By Ashraf Abdul-Wahab.
Tripoli, 5 January 2014:
Following the recently fire and flooding at the Tawergha refugee camp on Tripoli’s airport road, a . . .[restrict]group of young volunteers from the Libyan Red Crescent Society in Tripoli visited it and other camps on Saturday morning to begin a database to help in providing relief aid and some other health services. Conditions in most of the camps where the Tawerghans have been forced to stay are grim.
The database aims at establishing the exact number of families living at each camp as well as the total number of members in each family.
Camp workers had earlier reported difficulties in creating a comprehensive and accurate database of Tawerghan refugees, not least because a number of families are currently living with relatives or friends while others are in rented accommodation, said to be bad condition, because of fears that, in the camps, they could be easily located and attacked.
As a result of the heavy rains last month, around 100 families at the Airport Road camp lost most of their belongings when their makeshift homes were flooded, according to the UNHCR. Others have h simply ad to live with leaking prefabricated units.
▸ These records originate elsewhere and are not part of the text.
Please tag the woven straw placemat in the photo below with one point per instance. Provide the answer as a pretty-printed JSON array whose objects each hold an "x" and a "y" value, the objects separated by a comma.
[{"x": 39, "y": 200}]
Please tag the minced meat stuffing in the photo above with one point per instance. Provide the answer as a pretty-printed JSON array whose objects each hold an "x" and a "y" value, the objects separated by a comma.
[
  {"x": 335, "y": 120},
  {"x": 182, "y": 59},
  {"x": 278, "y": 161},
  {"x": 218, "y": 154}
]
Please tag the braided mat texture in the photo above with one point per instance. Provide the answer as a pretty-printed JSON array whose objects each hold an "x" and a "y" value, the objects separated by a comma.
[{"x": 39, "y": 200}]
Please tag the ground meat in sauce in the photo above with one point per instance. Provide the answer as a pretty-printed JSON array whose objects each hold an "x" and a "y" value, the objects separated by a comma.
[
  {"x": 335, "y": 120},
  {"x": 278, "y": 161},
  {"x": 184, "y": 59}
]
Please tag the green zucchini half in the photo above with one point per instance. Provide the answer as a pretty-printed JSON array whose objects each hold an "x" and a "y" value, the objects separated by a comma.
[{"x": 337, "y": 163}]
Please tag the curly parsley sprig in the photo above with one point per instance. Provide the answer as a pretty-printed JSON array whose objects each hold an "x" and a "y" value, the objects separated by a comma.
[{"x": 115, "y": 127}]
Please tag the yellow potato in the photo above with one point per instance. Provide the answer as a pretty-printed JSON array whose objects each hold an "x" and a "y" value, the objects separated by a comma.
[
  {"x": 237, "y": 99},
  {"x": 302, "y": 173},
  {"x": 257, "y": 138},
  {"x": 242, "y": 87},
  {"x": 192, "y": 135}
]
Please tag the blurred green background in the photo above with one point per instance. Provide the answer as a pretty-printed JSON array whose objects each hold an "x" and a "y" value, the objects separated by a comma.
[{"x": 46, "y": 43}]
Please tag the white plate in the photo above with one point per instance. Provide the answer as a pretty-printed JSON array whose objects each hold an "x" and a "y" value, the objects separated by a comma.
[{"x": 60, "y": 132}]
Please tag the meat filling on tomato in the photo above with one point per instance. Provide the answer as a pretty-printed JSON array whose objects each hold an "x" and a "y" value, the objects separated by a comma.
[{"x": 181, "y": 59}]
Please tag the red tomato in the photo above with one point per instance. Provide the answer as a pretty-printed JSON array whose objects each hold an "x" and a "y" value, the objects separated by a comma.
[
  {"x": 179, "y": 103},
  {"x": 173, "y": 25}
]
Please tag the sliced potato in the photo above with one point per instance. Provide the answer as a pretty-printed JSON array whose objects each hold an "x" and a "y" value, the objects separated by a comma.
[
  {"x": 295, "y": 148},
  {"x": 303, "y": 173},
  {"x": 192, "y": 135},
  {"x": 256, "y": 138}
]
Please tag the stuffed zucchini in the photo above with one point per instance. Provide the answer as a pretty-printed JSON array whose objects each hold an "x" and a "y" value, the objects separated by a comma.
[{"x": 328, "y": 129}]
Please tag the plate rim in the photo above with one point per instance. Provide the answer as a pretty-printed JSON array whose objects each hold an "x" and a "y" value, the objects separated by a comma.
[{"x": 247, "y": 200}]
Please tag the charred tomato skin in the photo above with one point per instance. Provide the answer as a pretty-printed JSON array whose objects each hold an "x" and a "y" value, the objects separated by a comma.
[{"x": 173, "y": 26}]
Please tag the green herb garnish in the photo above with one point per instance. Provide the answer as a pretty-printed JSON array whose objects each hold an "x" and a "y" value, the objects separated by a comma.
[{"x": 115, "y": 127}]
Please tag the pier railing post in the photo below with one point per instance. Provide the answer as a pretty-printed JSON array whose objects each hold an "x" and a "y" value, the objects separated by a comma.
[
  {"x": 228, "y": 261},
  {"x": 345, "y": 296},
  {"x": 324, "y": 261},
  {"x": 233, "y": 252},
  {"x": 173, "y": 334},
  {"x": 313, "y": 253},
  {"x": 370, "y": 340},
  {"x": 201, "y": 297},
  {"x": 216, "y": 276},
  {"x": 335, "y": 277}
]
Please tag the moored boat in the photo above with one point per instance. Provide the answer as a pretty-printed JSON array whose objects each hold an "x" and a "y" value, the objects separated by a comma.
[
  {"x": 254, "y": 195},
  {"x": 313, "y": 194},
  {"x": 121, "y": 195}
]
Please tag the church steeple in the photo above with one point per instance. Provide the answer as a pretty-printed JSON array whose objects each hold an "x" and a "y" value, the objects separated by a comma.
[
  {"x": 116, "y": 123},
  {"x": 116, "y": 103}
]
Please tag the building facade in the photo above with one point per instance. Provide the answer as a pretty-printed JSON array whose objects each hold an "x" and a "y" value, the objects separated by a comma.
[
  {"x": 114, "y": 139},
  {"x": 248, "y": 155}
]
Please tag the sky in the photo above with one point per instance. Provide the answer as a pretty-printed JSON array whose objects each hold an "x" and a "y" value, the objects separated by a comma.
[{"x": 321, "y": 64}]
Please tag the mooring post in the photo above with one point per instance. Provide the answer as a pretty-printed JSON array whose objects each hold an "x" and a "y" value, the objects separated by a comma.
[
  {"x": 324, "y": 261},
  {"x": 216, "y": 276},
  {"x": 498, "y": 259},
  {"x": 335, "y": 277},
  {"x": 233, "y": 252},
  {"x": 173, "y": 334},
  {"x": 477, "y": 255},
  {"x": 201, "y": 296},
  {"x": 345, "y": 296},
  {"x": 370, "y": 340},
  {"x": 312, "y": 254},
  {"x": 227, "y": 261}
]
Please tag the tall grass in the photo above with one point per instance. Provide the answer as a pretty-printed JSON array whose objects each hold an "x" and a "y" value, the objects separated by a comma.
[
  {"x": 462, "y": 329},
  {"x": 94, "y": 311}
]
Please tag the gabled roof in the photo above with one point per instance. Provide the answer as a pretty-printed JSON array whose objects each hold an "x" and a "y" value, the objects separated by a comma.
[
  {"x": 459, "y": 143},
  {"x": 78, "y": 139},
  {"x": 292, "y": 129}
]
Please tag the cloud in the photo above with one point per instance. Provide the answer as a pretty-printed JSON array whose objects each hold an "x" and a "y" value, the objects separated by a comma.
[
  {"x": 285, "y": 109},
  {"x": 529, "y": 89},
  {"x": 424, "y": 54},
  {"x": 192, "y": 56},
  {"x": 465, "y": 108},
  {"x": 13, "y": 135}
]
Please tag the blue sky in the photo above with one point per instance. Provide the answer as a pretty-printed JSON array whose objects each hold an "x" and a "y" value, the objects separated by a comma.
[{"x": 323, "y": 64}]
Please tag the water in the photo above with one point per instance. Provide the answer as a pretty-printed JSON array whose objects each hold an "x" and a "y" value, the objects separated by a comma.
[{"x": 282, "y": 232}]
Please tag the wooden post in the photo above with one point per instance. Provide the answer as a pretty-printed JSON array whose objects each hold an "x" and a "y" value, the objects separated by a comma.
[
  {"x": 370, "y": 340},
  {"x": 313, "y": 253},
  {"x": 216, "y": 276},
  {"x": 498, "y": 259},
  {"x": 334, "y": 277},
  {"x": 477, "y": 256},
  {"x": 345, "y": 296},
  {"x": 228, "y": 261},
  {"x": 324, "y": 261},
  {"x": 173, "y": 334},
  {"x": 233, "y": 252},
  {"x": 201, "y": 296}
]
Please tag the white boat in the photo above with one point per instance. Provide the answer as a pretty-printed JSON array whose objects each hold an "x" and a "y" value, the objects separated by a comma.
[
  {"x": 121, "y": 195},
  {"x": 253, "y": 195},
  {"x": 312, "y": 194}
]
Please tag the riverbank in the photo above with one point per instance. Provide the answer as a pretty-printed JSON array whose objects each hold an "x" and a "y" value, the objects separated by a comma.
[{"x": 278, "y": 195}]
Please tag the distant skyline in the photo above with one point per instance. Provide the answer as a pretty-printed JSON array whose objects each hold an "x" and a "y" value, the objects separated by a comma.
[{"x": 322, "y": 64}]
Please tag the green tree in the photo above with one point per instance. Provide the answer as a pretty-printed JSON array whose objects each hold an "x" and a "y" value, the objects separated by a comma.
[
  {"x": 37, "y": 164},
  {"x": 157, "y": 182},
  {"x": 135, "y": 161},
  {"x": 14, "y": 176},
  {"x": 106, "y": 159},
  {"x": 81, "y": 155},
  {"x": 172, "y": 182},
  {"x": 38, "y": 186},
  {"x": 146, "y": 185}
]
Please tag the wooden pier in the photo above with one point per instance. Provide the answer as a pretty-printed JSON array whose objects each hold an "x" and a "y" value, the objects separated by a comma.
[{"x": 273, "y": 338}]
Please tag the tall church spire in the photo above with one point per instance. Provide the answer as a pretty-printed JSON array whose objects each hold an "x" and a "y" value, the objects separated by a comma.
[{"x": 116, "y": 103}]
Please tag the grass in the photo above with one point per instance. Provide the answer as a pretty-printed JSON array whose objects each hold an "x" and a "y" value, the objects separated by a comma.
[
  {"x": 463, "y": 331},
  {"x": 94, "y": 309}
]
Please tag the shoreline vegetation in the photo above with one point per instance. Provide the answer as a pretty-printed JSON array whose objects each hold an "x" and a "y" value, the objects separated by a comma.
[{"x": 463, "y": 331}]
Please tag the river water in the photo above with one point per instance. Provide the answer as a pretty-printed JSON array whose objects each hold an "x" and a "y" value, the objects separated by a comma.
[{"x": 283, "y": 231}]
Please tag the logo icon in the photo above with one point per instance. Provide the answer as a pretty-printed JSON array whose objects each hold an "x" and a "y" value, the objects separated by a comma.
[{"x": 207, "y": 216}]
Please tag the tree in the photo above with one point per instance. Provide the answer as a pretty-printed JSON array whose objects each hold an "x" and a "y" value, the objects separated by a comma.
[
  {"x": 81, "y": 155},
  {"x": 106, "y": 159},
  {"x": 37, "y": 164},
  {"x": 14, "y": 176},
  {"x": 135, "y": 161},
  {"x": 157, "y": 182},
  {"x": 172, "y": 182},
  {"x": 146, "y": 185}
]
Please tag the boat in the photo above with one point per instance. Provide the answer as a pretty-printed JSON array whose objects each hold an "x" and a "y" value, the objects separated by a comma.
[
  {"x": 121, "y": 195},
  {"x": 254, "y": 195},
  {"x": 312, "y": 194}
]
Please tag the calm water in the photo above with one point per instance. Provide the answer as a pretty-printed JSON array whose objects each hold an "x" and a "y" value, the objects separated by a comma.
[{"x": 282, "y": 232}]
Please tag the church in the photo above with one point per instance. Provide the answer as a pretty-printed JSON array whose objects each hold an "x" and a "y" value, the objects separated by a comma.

The Fellah camp, which has some 255 families (1240 individuals) was also badly affected, as was its school. Several elderly people had to be hospitalised.
Of Tawergha’s pre-revolution population of around 30,000, it is estimated that two-thirds – some 20,000 – are living in camps across the country.
Meanwhile, it has just been revealed by the government that it has set up a committee to facilitate the return of displaced people in the country, but not of those from Tawergha. It will deal with displaced people from places such as Batin Al-Jabal and Umm-Al-Far.
There are, according to UNHCR, still some 55,000 internally displaced people in Libya. [/restrict]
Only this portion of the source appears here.